Depuis son accession au pouvoir, le président Trump vilipende les médias de masse et les accuse de diffuser de fausses nouvelles quand l’information contrarie ses desseins ou ses convictions. Pour lui, l’ingérence russe dans la campagne présidentielle américaine et les possibles complicités de son entourage avec certains agents du Kremlin sont le fruit de l’imagination des journalistes. Il est encore plus saugrenu de voir Donald Trump, pour redorer son blason, se transformer en diffuseur par ses gazouillis quotidiens sur Twitter et trôner en première position au chapitre des fausses nouvelles.
Le président Macron voudrait quant à lui légiférer pour enrayer la diffusion de fausses nouvelles sur le Net. Il semble garder un amer souvenir de ce qu’on a qualifié de « macronleaks » dans les heures qui ont précédé le scrutin du second tour de l’élection présidentielle. Il souhaite que cela ne puisse plus se reproduire en permettant de déférer la cause à un juge qui pourrait éventuellement interdire la diffusion s’il considère la nouvelle fausse. Des courriels de proches collaborateurs du futur président Macron avaient été rendus publics, à quelques heures du black out qui a précédé le jour du vote, et donnaient ainsi peu de temps à la réplique. L’histoire a démontré par la suite qu’il n’y avait rien de compromettant dans ces courriels et que les tentatives de miner la réputation du candidat ont échoué au grand dam des trumpistes français, en l’occurrence Marine Le Pen et le Front national.

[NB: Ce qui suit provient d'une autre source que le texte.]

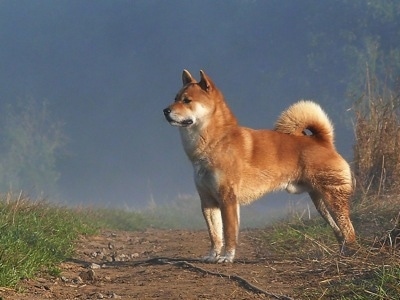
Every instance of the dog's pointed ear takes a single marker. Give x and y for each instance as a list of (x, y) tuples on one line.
[(206, 82), (187, 77)]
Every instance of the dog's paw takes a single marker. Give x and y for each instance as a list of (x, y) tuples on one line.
[(225, 259), (211, 258)]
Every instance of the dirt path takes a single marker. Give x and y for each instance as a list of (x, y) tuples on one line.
[(116, 265)]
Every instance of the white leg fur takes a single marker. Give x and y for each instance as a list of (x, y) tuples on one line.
[(214, 224)]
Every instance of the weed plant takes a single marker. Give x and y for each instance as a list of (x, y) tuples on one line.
[(35, 236), (377, 131)]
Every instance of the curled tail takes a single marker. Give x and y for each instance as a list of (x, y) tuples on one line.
[(306, 116)]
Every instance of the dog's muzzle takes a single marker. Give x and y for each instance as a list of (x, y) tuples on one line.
[(167, 113)]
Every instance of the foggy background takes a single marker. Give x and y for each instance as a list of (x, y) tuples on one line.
[(106, 69)]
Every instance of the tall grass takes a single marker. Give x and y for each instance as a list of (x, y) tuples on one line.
[(36, 236), (377, 131)]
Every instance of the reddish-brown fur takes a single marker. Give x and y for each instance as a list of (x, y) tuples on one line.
[(235, 165)]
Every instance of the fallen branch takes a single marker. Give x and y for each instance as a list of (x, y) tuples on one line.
[(185, 264)]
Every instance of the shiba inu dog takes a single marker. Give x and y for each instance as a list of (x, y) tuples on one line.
[(235, 165)]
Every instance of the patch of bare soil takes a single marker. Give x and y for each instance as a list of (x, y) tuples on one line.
[(163, 264)]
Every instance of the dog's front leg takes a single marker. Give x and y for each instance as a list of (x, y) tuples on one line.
[(212, 215), (230, 212)]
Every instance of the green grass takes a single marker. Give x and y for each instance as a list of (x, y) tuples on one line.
[(35, 236), (372, 273)]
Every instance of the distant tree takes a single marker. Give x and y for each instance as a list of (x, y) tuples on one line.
[(30, 142)]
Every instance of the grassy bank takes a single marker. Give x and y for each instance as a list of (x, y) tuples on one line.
[(35, 236), (372, 273)]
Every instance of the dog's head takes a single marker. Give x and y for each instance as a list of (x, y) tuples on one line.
[(193, 103)]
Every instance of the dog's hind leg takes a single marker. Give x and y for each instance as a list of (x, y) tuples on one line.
[(324, 212), (333, 205), (212, 215)]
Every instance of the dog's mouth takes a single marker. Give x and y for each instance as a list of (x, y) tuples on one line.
[(182, 123)]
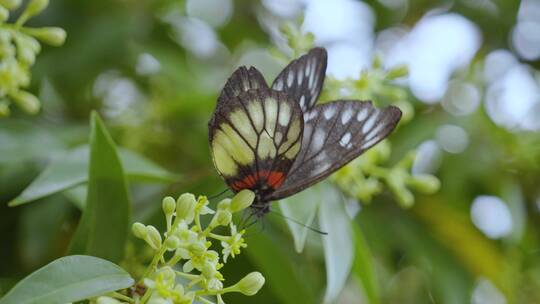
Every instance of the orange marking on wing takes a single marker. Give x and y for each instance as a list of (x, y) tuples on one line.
[(275, 179)]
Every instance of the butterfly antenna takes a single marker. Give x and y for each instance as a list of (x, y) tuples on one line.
[(245, 220), (218, 195), (299, 223)]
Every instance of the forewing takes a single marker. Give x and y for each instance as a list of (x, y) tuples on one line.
[(303, 78), (335, 133), (242, 80), (254, 139)]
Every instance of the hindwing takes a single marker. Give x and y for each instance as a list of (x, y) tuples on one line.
[(334, 134), (303, 78)]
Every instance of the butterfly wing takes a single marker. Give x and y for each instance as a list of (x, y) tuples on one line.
[(303, 78), (255, 137), (335, 133), (242, 80)]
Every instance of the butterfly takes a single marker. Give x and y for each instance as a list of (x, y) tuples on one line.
[(276, 141)]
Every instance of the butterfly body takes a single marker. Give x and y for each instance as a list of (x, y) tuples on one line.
[(276, 142)]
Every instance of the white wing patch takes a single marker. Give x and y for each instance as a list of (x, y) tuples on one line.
[(332, 138), (303, 78)]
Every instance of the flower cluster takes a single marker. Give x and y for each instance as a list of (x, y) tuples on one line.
[(184, 268), (366, 176), (19, 46)]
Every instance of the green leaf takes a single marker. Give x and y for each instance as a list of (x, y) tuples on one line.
[(279, 268), (301, 207), (363, 267), (69, 279), (103, 228), (71, 170), (338, 244)]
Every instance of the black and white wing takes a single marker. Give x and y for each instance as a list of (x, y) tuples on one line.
[(303, 78), (335, 133), (242, 80)]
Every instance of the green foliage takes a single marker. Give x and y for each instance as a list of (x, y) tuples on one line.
[(430, 251), (107, 205), (71, 170), (69, 279)]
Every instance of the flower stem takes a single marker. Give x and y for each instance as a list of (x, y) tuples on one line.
[(154, 263), (122, 297)]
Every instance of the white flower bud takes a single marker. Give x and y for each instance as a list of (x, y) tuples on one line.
[(197, 248), (153, 238), (223, 217), (139, 230), (172, 242), (250, 284), (242, 200), (224, 204), (185, 207), (168, 205), (425, 183)]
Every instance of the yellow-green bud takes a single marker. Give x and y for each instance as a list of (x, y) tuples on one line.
[(224, 204), (4, 109), (36, 6), (107, 300), (223, 217), (27, 101), (208, 270), (10, 4), (242, 200), (139, 230), (26, 55), (377, 61), (398, 72), (185, 207), (425, 183), (4, 14), (197, 248), (54, 36), (168, 205), (153, 238), (250, 284), (172, 242)]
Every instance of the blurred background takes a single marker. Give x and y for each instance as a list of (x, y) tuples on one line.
[(153, 70)]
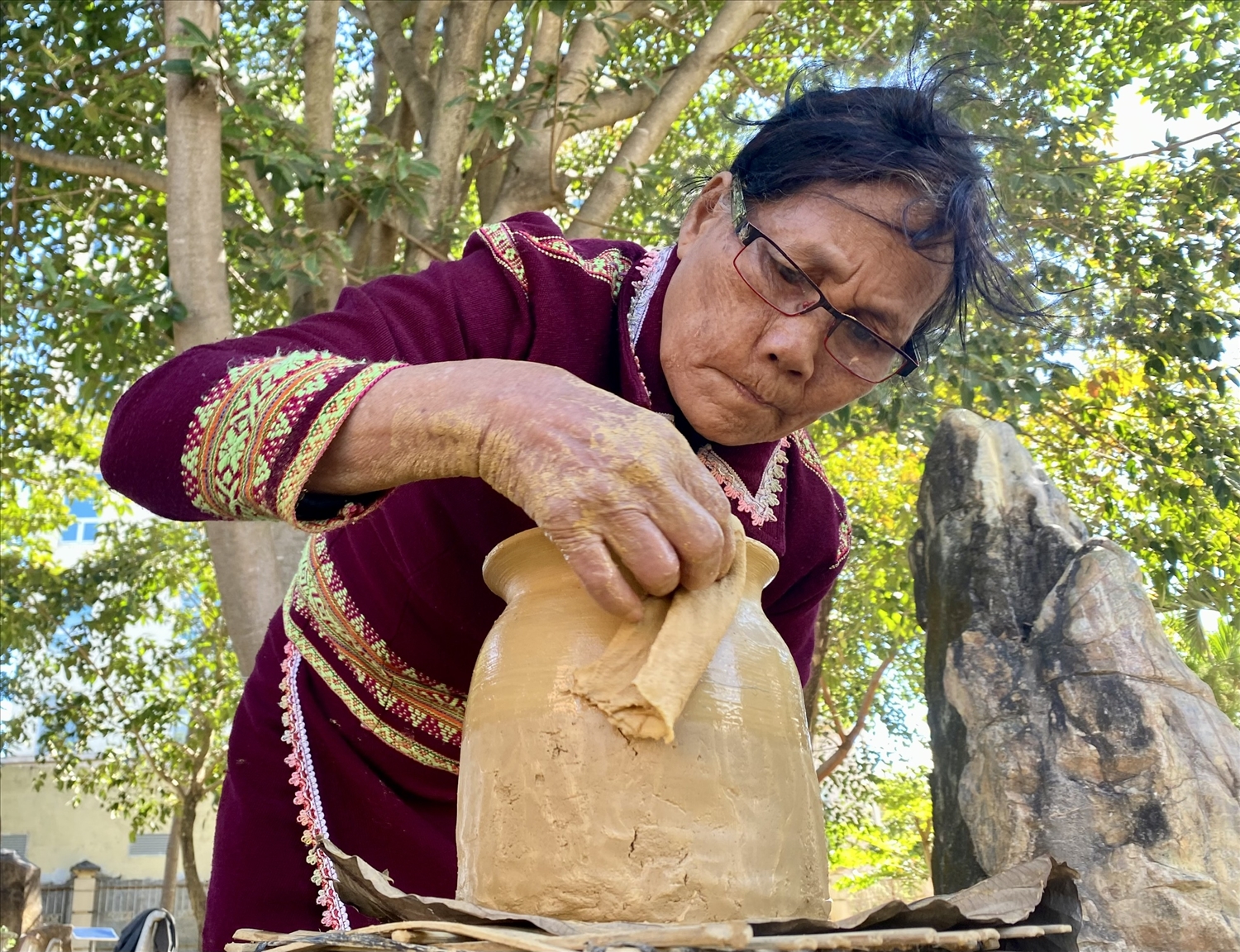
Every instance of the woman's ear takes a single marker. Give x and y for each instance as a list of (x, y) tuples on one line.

Emmanuel Macron occupe sa fonction présidentielle avec infiniment plus de dignité que son homologue américain et la supercherie dont il a été victime contribue à rendre son intention sympathique, cependant, il ouvrirait une véritable boîte de Pandore avec son projet de loi. Envisageons un seul instant que Donald Trump projetterait de faire adopter un tel projet de loi aux États-Unis en confiant le soin aux juges nommés par ses bons soins de déterminer la véracité d’une nouvelle et de pouvoir éventuellement prescrire ce qui est diffusable. La censure d’État ne saurait constituer une solution pour se prémunir contre des informations erronées au gré de l’interprétation des uns et des autres, car nous pourrions appréhender un véritable risque pour la liberté de presse.
Les solutions à une telle problématique sont dans le rehaussement de l’esprit critique du citoyen et dans la diversité des sources d’information. À une problématique complexe, il s’impose des solutions complexes et ce serait simpliste de l’entrevoir autrement. Il urge donc que les États démocratiques développent des politiques et dégagent des moyens financiers pour soutenir les médias de masse afin de maintenir un travail journalistique rigoureux et indépendant. Il est tout aussi pressant d’inclure dans le cursus scolaire, collégial et universitaire une éducation aux médias qui permettrait aux citoyens d’appréhender la nouvelle avec une plus grande justesse et d’être moins fragiles aux fausses nouvelles.
Ce sont généralement des pays totalitaires comme, entre autres, la Chine, la Corée du Nord ou l’Iran, qui contrôlent la diffusion sur le Net. Ce serait triste de voir la France, qui compte le mot liberté dans sa devise, basculer dans un tel camp!